Tuesday, January 12, 2021

Leaving Behind Haunting Hatred


We Can Make America Anew Only If We're Honest About the Depth of the Ugliness and Hate Today

https://time.com/5928566/u-s-capitol-attacks-eradicating-white-supremacism/?fbclid=IwAR1j6bAvVPEtYxuQeBTDhlUfie03_aOPnOIJhA_RKHG9JIeKPYsx1xd6-jk

BY EDDIE S. GLAUDE JR. 

JANUARY 11, 2021 1:48 PM EST

Glaude, the James S. McDonnell Distinguished University Professor at Princeton University, is the author of Democracy in Black: How Race Still Enslaves the American Soul and the New York Times bestselling Begin Again: James Baldwin's America and Its Urgent Lessons for Our Own

For a few hours (but it felt like days), I watched mostly white men and women ransack the Congress. They climbed walls. Broke doors and windows. Shouting that they were the true patriots. Someone filmed a police officer in riot gear, holding the hand of an older white woman in a camel-haired coat with a red, white, and blue ribbed pom beanie hat with TRUMP emblazoned on the front, as she carefully walked down the steps. She was one of the many who stormed the Capitol building and who simply walked away from the act.

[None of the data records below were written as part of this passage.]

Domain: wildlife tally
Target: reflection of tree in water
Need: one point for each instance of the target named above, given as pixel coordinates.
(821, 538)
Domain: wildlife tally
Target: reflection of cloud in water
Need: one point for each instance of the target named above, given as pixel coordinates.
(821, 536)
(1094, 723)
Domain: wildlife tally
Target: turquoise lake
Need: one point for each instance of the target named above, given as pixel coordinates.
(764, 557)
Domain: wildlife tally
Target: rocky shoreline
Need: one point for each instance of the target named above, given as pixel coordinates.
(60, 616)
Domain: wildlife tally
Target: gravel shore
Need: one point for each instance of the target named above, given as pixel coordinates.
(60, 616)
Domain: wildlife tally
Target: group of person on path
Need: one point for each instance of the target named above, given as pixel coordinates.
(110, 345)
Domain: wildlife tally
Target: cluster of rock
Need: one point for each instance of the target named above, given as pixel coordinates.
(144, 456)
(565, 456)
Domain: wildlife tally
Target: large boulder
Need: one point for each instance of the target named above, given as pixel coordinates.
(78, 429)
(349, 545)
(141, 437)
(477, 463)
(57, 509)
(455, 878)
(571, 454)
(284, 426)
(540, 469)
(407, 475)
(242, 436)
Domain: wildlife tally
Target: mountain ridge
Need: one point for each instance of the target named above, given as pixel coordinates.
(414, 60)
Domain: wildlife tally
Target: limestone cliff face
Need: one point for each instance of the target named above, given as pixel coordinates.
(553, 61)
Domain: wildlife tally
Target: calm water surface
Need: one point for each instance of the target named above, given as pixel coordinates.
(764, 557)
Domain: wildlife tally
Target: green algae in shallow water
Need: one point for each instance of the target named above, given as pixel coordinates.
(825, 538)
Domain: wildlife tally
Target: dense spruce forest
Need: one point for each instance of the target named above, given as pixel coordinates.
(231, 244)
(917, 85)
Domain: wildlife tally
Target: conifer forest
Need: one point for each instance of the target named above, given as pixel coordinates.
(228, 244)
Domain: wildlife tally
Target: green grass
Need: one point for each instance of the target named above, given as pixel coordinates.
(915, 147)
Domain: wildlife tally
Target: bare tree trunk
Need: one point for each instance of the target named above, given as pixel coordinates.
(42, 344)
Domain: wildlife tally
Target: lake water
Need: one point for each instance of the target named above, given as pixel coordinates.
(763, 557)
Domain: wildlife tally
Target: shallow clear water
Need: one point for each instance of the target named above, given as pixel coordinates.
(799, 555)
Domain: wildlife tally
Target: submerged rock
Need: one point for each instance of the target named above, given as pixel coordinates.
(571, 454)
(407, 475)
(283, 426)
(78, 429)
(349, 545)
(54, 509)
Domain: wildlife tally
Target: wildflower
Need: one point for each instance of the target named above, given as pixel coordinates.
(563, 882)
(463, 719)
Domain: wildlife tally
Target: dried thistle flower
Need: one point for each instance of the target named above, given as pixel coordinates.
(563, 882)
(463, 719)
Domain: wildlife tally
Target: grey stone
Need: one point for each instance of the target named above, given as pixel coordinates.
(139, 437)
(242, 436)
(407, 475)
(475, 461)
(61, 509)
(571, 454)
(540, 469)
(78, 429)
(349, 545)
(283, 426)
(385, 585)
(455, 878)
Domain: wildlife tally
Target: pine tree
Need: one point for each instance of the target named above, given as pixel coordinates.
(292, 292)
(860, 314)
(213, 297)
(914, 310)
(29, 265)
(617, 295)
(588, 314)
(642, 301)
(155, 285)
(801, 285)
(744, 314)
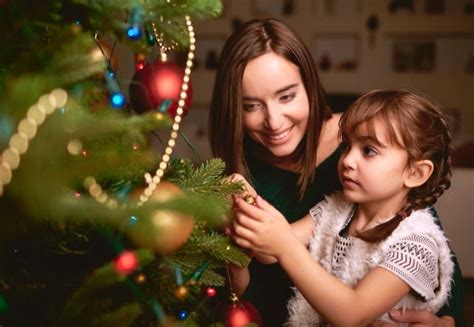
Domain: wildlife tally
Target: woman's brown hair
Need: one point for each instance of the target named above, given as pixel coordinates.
(415, 124)
(226, 131)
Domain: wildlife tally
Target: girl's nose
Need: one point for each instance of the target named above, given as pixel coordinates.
(348, 159)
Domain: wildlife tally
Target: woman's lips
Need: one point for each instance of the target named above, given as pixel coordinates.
(278, 138)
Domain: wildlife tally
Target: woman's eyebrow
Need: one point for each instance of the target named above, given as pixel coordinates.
(286, 88)
(283, 89)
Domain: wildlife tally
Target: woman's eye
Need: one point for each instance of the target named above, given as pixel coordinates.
(369, 151)
(287, 97)
(251, 106)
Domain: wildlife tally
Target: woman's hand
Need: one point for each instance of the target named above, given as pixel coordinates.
(262, 228)
(249, 190)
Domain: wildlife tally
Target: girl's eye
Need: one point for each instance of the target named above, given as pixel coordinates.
(288, 97)
(369, 151)
(345, 146)
(251, 106)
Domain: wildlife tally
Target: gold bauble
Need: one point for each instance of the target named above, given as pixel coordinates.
(164, 231)
(181, 292)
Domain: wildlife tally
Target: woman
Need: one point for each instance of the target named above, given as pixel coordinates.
(269, 122)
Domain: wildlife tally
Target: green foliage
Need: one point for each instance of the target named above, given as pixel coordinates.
(57, 243)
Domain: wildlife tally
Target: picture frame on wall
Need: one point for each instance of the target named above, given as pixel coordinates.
(337, 7)
(206, 55)
(413, 55)
(336, 52)
(274, 7)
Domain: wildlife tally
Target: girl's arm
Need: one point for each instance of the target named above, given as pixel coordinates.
(264, 229)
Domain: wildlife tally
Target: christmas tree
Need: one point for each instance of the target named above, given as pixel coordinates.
(97, 228)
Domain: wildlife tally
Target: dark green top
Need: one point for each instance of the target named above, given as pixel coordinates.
(269, 289)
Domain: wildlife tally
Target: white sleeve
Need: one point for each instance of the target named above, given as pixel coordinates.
(414, 259)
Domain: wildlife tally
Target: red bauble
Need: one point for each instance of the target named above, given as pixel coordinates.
(239, 314)
(155, 83)
(126, 262)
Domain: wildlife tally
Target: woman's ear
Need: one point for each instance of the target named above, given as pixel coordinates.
(418, 173)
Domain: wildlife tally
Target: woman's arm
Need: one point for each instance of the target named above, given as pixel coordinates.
(265, 230)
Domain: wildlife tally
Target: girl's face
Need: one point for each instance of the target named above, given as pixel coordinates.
(275, 106)
(373, 171)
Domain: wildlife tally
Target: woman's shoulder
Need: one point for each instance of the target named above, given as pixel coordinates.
(329, 138)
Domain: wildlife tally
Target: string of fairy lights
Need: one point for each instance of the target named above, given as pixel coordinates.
(26, 131)
(155, 180)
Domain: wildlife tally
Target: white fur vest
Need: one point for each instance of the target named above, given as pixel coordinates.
(417, 251)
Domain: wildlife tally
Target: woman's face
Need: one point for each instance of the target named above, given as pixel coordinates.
(275, 106)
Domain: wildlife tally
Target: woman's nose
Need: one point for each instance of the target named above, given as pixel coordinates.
(273, 118)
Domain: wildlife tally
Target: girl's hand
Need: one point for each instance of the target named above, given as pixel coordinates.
(419, 318)
(262, 228)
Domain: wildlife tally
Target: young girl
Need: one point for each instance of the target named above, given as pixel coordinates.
(376, 245)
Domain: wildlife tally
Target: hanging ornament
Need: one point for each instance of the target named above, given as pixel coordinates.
(196, 276)
(105, 52)
(134, 31)
(157, 82)
(164, 231)
(3, 304)
(117, 98)
(166, 191)
(239, 313)
(211, 291)
(150, 37)
(181, 292)
(182, 314)
(139, 61)
(126, 262)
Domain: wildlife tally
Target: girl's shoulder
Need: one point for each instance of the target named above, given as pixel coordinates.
(419, 225)
(334, 208)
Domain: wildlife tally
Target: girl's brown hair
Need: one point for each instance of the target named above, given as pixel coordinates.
(415, 124)
(226, 131)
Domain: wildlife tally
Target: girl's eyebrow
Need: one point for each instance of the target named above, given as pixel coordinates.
(283, 89)
(365, 138)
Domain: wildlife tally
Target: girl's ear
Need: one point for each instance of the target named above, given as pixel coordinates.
(418, 173)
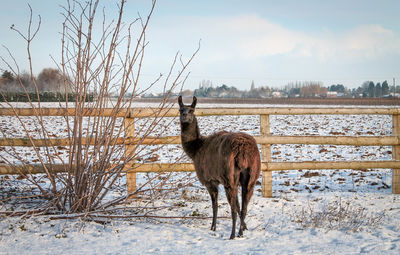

There were no tanks or militarized weapons. No police in army fatigues. No bullhorn warnings to the assembled crowd. As these white men and women engaged in insurrection, no one shot rubber bullets, few police rushed into the crowds to arrest anyone. It was a glaring example of the different quality of their citizenship: that white lives, at least those who claim to be patriots of this sort, matter more than others.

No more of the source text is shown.